One can opt for the conversion of the outstanding amount into equated monthly installments in order to repay the debt. Banks offer the EMI facility where the outstanding amount is paid off in parts. If one has to pay off an outstanding amount of INR 9000 then this amount can be divided into equated monthly installments .A banks existing customer can avail of this facility and benefit from lower interest rates of around 2% per month instead of 3-4% per month charged under standard conditions on one’s credit card dues. This method can be used when one does not want to go through complicated documentation for a balance transfer.
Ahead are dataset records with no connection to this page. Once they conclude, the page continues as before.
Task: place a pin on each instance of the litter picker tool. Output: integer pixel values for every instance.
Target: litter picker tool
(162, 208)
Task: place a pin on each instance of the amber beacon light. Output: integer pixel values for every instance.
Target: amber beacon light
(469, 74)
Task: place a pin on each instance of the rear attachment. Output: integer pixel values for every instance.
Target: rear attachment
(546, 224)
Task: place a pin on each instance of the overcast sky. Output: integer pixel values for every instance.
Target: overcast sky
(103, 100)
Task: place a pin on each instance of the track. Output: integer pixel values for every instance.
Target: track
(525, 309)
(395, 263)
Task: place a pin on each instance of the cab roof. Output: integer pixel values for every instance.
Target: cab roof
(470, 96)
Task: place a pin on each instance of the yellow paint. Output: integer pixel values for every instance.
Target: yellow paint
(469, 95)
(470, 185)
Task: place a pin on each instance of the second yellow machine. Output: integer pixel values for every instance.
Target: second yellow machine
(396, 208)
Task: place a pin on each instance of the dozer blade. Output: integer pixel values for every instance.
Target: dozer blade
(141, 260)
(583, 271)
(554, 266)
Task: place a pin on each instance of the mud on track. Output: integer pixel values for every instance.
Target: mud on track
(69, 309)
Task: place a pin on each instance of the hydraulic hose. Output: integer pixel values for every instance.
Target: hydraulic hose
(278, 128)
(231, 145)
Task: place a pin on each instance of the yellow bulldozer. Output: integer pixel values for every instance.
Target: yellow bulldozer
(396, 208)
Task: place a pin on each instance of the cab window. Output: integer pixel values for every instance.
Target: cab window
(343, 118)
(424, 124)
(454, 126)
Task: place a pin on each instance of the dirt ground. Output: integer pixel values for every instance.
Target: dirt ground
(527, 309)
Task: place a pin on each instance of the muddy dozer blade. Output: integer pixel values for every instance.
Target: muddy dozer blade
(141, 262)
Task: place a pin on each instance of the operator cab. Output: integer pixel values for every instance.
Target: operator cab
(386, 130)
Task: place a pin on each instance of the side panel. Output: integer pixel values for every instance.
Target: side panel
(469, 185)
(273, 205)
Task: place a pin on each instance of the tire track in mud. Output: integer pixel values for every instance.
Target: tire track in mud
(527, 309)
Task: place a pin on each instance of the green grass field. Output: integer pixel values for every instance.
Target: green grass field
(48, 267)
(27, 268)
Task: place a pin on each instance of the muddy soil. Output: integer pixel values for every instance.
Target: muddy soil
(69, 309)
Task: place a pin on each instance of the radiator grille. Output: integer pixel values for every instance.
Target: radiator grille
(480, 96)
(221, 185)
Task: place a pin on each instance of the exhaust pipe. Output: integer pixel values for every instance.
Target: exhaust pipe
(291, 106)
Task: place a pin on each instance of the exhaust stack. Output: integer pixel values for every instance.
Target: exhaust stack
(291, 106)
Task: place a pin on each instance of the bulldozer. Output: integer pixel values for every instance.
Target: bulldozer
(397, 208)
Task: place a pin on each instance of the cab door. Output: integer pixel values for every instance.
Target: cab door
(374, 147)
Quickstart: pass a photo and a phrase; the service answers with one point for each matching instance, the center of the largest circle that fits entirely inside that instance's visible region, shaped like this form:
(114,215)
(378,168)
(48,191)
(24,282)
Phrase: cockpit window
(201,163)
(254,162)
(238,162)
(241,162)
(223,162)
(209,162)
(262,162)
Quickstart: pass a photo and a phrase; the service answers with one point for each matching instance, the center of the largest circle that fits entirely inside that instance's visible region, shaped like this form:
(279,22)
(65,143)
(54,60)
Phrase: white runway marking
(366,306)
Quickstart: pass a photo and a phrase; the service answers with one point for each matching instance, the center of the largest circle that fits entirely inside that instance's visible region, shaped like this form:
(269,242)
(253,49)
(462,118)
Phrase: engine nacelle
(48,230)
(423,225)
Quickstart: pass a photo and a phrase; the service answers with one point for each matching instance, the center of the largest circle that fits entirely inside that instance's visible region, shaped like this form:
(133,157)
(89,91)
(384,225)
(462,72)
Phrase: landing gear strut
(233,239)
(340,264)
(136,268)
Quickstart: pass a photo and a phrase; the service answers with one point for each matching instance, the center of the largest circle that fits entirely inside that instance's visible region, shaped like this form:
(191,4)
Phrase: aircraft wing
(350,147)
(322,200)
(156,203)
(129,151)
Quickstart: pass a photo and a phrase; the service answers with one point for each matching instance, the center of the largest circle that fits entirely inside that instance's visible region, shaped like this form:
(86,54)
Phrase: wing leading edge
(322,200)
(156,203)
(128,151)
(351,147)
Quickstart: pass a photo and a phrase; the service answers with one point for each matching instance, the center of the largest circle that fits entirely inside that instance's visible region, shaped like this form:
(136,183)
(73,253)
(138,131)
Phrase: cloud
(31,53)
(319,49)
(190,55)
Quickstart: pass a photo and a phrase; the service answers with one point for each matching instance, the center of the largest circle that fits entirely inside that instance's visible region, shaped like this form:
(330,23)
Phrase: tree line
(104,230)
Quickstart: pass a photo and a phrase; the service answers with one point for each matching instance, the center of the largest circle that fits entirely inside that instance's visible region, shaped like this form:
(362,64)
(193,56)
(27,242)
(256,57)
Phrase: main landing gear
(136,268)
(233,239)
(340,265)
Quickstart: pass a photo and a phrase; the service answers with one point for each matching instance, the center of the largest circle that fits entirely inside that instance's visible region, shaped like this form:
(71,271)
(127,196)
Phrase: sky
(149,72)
In case one misses the due date on his credit card payments banks would charge interest rates as high as 30-40% per annum on the outstanding amounts. The idea is to replace costly debt with cheaper debt .One can take a personal loan ,a gold loan or even a loan against property and retire the debt on the credit card. These loans have a lower interest rate and suffice as a suitable alternative. A personal loan can be availed at an interest rate of around 14-22% which is cheaper than the interest rate charged on a credit card. One should always opt for a secured loan rather than an unsecured loan as interest rates are lower and secured loans have a positive impact on ones credit score .Banks charge as less as 13-15% for a loan secured against gold .A loan against property can have an interest rate as less as 12-16%.Ones bank would be very happy to sanction a personal loan or a secured loan. However a default on the personal loan can affect one’s credit score.
Negotiating with one’s bank for a lower rate is certainly an option which should be considered. With serious competition between banks in this sector as well as the balance transfer option being available to the customer banks do compromise by lowering the interest rates .Banks would rather prefer charging a lower interest rate than a customer loan default which would add to its non performing assets.
I would like to end this article with the statement that a credit card in the wrong hands can be a weapon of destruction. It is akin to giving a monkey a sword. One must use this financial instrument wisely and only in an emergency .Always distinguish between a need and a want.